Ich wünschte mir größeres Interesse und die Beschäftigung der Magdeburger mit der Intel-Ansiedlung. Warum ist es noch nicht zu spüren? Drei Thesen:

  • Man verlässt sich auf die Heilsversprechungen der Politik und Technologie-Protagonisten, die verheißen, dass mit der sich immer weiterentwickelnden Technik alle Probleme gelöst werden, die Welt dadurch besser und gerechter wird.
  • Es könnte Resignation im Spiel sein: „Andere“ kümmern sich schon, man hat ja wie auf anderen Feldern der Politik letztlich keinen Einfluss, scheinbar sind schon alle Weichen gestellt. Der Eindruck wird vielleicht verstärkt durch mehr als 700 „Volksstimme“-Artikel mit Intel-Bezug, die zwischen vom Januar 2023 bis zum Juni 2024 erschienen sind. Ein Teil der Schlagzeilen suggeriert, dass eigentlich alles „in trockenen Tüchern“ sei. Und wer nicht aufmerksam weiterliest, bei dem müsste sich ein Gefühl entwickeln, dass alles schon „gelaufen“ ist.
  • Transformation „zu machen“ – das ist das Berufsfeld von führenden Frauen und Männern aus der Magdeburger Wirtschaft und Wissenschaft. Technische und gesellschaftliche Transformation „passiert einfach“. Das ist nachzulesen in der aktuellen 30-teiligen, täglich erscheinenden Artikelserie „Otto ist Transformation“ in der „Volksstimme“, initiiert von „Pro M Stadtmarketing“. In der Regel wird dort von den „Transformationsprofis“ durchweg die „Intel-Ansiedlung“ positiv im Kontext mit den zu erwartenden Veränderungen betrachtet. 

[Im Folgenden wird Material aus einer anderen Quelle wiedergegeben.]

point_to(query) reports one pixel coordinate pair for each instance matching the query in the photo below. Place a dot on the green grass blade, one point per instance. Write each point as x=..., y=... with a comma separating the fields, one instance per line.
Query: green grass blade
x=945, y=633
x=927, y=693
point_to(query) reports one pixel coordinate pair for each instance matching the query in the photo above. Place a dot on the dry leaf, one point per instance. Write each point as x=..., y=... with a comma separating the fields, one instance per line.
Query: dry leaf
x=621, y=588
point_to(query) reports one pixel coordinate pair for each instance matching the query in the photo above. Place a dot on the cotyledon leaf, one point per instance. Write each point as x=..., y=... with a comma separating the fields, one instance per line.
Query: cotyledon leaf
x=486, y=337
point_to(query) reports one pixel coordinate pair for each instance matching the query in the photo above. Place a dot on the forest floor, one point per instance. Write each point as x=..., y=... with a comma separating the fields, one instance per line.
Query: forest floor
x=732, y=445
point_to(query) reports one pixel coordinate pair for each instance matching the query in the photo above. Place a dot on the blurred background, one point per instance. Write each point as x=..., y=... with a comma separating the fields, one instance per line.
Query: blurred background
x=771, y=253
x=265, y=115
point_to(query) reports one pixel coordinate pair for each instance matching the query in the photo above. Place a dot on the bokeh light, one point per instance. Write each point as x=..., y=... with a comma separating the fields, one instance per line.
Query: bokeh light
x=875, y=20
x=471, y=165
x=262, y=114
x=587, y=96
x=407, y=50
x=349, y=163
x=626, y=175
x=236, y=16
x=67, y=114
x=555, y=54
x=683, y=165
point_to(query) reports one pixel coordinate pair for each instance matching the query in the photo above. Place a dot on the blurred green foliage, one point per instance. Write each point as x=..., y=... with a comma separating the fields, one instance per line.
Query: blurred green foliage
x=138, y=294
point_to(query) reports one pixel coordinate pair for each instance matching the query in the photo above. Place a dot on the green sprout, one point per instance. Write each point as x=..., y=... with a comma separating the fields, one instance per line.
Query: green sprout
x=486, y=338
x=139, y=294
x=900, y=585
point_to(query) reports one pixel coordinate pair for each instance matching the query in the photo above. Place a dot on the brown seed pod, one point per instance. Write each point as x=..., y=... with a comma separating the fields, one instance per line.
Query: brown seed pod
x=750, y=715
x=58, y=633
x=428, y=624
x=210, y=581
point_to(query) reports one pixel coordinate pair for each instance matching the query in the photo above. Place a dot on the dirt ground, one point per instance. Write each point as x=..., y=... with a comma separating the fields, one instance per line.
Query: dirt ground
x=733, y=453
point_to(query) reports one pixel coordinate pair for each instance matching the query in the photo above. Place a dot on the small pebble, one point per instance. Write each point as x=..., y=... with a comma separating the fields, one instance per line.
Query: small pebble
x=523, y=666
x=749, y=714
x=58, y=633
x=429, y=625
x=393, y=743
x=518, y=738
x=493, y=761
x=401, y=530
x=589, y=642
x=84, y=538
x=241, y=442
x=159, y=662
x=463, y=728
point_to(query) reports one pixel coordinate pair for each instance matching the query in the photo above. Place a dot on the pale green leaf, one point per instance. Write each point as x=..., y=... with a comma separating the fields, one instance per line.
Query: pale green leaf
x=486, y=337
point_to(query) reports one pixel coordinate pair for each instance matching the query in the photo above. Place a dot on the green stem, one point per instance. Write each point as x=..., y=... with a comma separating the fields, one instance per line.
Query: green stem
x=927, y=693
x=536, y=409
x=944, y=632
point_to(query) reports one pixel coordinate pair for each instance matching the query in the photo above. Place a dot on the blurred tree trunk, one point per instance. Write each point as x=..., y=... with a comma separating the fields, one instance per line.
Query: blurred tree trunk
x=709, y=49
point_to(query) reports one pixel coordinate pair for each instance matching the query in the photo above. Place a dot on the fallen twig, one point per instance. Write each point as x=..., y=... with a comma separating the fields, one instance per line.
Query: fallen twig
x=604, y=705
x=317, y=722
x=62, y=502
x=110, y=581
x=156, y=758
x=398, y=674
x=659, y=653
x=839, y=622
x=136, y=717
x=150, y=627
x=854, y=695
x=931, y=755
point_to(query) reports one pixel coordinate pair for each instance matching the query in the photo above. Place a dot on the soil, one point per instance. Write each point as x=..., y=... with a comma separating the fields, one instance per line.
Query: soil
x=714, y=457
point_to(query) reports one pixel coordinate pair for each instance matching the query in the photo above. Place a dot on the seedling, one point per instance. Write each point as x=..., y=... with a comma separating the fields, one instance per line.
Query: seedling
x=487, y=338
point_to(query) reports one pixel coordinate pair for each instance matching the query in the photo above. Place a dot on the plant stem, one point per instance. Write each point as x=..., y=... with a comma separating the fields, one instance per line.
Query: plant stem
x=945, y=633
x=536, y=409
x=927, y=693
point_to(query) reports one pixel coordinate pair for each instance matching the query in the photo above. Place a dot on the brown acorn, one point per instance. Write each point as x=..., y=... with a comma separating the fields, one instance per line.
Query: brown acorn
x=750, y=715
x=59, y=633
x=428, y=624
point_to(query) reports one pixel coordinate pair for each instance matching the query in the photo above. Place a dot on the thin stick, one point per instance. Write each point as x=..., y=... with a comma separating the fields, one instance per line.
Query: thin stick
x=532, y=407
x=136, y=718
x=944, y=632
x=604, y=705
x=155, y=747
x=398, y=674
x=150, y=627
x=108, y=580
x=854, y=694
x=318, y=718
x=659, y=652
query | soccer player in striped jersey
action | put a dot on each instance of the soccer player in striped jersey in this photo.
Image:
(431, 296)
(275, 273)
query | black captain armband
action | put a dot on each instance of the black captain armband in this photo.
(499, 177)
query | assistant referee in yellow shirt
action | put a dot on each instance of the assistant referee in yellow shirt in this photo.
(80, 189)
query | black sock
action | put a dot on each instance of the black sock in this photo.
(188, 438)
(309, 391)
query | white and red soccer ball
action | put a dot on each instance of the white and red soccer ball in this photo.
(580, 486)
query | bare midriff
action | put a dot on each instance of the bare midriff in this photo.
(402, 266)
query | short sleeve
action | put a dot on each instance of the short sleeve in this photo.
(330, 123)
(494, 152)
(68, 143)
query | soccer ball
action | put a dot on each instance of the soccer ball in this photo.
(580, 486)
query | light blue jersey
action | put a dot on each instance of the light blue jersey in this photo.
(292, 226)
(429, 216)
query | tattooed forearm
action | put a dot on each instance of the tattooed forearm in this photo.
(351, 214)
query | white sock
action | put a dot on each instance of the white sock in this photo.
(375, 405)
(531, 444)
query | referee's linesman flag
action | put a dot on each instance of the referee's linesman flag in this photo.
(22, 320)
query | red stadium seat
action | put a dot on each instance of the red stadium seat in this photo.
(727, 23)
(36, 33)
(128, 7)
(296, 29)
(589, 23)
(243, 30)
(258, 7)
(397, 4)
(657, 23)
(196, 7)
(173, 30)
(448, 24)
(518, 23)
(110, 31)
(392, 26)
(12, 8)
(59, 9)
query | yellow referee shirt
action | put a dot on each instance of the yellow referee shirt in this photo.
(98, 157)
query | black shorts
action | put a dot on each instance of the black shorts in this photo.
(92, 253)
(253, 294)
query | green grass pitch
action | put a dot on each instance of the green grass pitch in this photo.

Lebt das Transformations-Pferd im Museum?

Aber vielleicht sind meine Thesen nur Futterneid, weil meine Veranstaltungen zum Intel-Thema nicht so stark frequentiert werden? Sollte ich nicht mehr „das tote Pferd reiten“? Oder: Kommt da, wenn nun die ersten Weichen gestellt sind, erst recht etwas Gewaltiges mit noch nicht abzuschätzenden Folgen – seien sie positiv oder negativ – auf Magdeburg zu, die ich dennnoch thematisieren sollte?

Die nächste Transformation ist immer die schwierigste. Ich gestehe: Beim Public-Viewing neulich, nach dem 2:0 Sieg im Achtelfinale, umschlungen vom schwarz-rot-goldenen Meer, hat es mich auch erwischt. Ich war weit weg von meinem Thema Transformation: Ein temporärer Eskapist bin ich auch.

 

Transformation und Eskapismus – Ein Paar mit Zukunft?

Ich habe, ähnlich wie die Archäologin bei ihrem Vortag im Museum, in meinem o. g. Blogbeitrag vom Januar 2023 auch darüber spekuliert, was die Archäologen in tausend oder zweitausend Jahren auf dem heutigen Intel-Acker am Eulenberg noch finden könnten. Man tappt dann vielleicht im Dunkeln, weil durch die Verluste der elektronischen Dokumentationen – das Schicksal droht auch diesem Blog – nicht auf physische Dokumente für Erklärungen zurückgegriffen werden kann. Man wird sich womöglich fragen. Was bedeutet der seltsame, komplizierte Kult-Gegenstand? Was diese langen Säulenreihen? Heute wissen wir (noch), dass es die komplexe Lithographie-Maschine ist und die Säulen die Stützpfeiler im Reinraum der Chip-Fab.

Südlich von hier, in Halle an der Saale soll in den nächsten Jahren das „Zukunftszentrums für Deutsche Einheit und Europäische Transformation“ entstehen. Vielleicht sollte dort eine Abteilung über die Spielarten des „Transformations-Eskapismus“ eingerichtet werden.